# Quick Commercial /Photoshop Question



## Shaspa (Apr 9, 2012)

I was hired to do my first publication shoot and the publication wants a .psd file 60-75 mb. When I merge the layers, it is only 27mb. If I leave all the layers (which I don't want to do), it is 127mb. I'm still a photoshop novice - what can i do to get it in the mb range they need?

Thanks!
Shannon


----------



## KenC (Apr 9, 2012)

That's an extremely narrow range which doesn't appear to make sense.  I would ask again - perhaps you misinterpreted and someone said something a little indefinite, like "no more than about 60-75 mb" in which case the flattened file should be fine.


----------



## The_Traveler (Apr 9, 2012)

What they said is, unfortunately, not an atypical statement from someone who doesn't really know anything but only is funneling misunderstood data from an art department.
Are they planning on editing the file and thus want the psd?
Ask them what dimensions in pixels they want and what color profile.
Sometimes that question will fluster them enough to get forwarded to the art department and you'll get a sensible answer.

If they are still unhelpful and just reiterate '60-70' just selectively merge layers until you get close to their target.


----------



## KmH (Apr 9, 2012)

The_Traveler said:


> What they said is, unfortunately, not an atypical statement from someone who doesn't really know anything but only is funneling misunderstood data from an art department.


+1.

It can be a mistake to assume the people at the publication understand what they are saying, and I agree with KenC that because of your inexperience it's also quite possible you may have misunderstood what they said.
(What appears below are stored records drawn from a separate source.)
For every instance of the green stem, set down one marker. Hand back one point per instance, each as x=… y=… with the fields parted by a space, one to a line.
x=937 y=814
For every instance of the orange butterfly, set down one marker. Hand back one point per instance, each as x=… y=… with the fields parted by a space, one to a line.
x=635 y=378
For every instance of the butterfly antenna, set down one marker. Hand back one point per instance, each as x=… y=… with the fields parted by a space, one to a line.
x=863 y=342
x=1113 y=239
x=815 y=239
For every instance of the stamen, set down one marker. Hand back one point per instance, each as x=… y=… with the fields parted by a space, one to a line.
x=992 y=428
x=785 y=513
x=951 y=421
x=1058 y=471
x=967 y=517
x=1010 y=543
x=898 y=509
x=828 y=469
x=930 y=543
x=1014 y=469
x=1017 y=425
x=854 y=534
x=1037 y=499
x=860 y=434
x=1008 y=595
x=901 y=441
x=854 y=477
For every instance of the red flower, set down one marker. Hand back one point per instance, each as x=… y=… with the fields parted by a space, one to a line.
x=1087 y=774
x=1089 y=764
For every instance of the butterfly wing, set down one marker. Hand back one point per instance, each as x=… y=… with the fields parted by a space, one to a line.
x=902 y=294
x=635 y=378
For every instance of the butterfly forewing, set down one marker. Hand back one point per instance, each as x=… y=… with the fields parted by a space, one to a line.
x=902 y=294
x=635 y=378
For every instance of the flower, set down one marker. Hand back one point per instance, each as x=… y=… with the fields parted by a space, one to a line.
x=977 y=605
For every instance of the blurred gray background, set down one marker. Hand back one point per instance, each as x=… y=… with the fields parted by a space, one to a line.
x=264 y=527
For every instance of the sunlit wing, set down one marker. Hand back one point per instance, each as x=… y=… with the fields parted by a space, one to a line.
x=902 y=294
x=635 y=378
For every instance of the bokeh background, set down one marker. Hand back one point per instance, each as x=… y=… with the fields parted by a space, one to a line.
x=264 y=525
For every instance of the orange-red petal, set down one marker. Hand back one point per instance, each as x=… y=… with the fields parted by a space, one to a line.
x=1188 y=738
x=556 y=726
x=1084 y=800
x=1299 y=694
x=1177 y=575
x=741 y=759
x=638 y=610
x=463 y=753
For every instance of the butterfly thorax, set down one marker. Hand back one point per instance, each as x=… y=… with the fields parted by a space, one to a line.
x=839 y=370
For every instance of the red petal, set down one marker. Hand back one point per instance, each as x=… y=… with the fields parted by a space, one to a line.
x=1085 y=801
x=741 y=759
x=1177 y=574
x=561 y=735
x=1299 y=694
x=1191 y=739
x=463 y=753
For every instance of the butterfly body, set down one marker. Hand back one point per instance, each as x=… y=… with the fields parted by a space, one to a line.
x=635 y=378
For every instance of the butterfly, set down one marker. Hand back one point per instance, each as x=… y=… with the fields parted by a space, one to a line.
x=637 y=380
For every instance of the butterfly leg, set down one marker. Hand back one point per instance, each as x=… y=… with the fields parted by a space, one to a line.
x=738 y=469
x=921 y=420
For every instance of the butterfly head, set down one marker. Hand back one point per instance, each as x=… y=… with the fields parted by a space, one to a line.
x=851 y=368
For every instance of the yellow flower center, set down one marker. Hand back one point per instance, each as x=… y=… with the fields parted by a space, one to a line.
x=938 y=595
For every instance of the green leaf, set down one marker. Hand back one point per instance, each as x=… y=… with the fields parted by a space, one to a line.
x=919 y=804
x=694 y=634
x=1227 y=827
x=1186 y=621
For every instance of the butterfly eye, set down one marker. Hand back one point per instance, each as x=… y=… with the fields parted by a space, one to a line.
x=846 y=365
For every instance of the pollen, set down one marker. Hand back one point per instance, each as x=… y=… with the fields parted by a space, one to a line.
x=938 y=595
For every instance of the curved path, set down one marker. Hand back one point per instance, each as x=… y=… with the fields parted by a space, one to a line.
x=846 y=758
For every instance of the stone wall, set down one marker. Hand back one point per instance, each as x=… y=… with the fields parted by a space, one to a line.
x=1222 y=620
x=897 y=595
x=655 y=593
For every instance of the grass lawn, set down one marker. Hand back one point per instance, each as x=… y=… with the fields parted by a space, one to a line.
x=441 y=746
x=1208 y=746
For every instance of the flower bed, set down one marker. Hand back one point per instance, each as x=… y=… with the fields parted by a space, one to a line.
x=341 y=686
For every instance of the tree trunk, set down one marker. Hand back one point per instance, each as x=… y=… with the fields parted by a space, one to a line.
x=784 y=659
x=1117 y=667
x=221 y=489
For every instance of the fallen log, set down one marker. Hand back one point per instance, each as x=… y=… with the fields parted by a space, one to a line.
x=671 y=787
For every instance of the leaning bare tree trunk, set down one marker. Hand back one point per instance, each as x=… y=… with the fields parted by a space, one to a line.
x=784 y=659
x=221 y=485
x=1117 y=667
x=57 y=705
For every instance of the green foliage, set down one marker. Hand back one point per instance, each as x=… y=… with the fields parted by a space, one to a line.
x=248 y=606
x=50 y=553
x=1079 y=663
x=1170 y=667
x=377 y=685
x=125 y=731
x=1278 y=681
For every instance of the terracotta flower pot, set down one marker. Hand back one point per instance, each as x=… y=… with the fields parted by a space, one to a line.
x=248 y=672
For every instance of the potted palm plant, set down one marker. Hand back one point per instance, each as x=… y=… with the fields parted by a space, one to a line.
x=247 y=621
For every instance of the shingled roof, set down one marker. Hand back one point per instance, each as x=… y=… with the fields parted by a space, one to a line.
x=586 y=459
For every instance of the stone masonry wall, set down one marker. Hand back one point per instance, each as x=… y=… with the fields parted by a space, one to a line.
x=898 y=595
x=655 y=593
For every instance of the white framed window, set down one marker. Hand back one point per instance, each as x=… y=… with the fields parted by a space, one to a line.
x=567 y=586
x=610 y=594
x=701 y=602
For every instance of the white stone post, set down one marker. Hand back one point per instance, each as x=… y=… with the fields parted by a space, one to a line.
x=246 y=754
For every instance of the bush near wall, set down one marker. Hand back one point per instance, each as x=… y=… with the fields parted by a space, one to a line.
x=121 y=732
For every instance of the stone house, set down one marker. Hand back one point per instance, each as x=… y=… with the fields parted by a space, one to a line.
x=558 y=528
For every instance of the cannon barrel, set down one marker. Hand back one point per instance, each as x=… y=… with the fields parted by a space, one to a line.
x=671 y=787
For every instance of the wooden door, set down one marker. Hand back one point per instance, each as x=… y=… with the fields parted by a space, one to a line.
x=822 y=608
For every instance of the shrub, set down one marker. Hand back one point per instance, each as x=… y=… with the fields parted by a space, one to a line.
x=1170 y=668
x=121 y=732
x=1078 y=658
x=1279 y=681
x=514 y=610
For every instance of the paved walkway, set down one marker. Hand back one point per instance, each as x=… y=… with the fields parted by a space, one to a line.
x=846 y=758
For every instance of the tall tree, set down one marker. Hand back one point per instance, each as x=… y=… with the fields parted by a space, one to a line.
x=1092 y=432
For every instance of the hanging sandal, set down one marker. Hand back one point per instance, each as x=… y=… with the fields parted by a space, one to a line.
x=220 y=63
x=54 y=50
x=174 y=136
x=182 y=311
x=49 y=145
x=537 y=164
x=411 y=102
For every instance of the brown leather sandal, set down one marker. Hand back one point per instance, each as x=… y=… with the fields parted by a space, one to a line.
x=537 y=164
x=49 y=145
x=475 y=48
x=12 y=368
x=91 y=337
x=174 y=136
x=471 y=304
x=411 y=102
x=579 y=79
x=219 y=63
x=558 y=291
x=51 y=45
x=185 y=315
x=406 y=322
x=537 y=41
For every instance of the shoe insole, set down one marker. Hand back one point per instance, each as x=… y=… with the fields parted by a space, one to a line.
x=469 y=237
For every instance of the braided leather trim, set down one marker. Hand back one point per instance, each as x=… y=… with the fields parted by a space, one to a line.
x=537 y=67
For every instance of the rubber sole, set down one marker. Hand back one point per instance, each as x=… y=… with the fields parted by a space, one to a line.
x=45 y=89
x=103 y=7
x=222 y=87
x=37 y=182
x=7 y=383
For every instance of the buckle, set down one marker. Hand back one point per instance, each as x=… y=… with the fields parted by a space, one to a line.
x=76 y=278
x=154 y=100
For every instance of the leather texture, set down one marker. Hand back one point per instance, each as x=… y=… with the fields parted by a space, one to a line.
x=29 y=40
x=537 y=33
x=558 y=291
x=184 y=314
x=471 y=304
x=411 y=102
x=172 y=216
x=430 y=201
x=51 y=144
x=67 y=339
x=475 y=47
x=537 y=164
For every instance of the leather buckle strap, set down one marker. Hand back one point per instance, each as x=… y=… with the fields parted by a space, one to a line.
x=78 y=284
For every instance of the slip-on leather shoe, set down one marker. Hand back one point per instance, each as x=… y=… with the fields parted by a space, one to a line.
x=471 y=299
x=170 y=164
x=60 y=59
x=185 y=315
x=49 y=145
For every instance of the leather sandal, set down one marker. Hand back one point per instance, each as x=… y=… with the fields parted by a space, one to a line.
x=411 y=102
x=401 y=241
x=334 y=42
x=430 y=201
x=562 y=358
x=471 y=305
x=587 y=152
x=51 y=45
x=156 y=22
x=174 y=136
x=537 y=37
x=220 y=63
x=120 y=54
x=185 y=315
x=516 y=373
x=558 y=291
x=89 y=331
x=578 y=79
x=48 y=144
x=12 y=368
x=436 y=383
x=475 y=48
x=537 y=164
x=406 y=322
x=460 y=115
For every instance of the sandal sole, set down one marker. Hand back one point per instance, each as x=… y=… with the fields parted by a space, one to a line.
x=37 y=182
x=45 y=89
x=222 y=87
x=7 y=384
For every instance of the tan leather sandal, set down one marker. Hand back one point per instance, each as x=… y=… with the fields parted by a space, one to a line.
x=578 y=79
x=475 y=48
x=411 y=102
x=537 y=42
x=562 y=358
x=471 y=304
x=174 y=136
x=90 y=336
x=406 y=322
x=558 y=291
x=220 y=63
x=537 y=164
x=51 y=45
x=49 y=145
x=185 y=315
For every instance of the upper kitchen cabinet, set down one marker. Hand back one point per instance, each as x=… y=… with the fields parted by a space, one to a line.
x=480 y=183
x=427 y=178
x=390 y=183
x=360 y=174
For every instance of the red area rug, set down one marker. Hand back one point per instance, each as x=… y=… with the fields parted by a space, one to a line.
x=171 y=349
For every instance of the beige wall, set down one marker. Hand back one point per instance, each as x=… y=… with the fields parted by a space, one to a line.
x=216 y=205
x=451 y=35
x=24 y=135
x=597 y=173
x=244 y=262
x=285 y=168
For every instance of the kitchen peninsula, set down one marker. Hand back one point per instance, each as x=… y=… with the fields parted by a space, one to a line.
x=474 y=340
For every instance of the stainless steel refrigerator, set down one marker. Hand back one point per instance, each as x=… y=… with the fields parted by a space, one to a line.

So the key is - ask them for clarification.


----------



## minooo (Apr 9, 2012)

that's for sure, you missed something.
ask again


----------



## photospherix (Apr 12, 2012)

I do not know how many times I have been told that the client wants a 300 dpi image, I then reply "what size of image", and they then reply back *"300dpi, I just told you that!". *I then say ok


----------



## fotoforay (Apr 13, 2012)

Just flatten the image for them and tell them to stop complaining


----------



## KmH (Apr 13, 2012)

Did you know? -  You can fire clients!


----------



## Xyloz (Apr 20, 2012)

Publication wants a .PSD, aka a free tutorial on how you edit


----------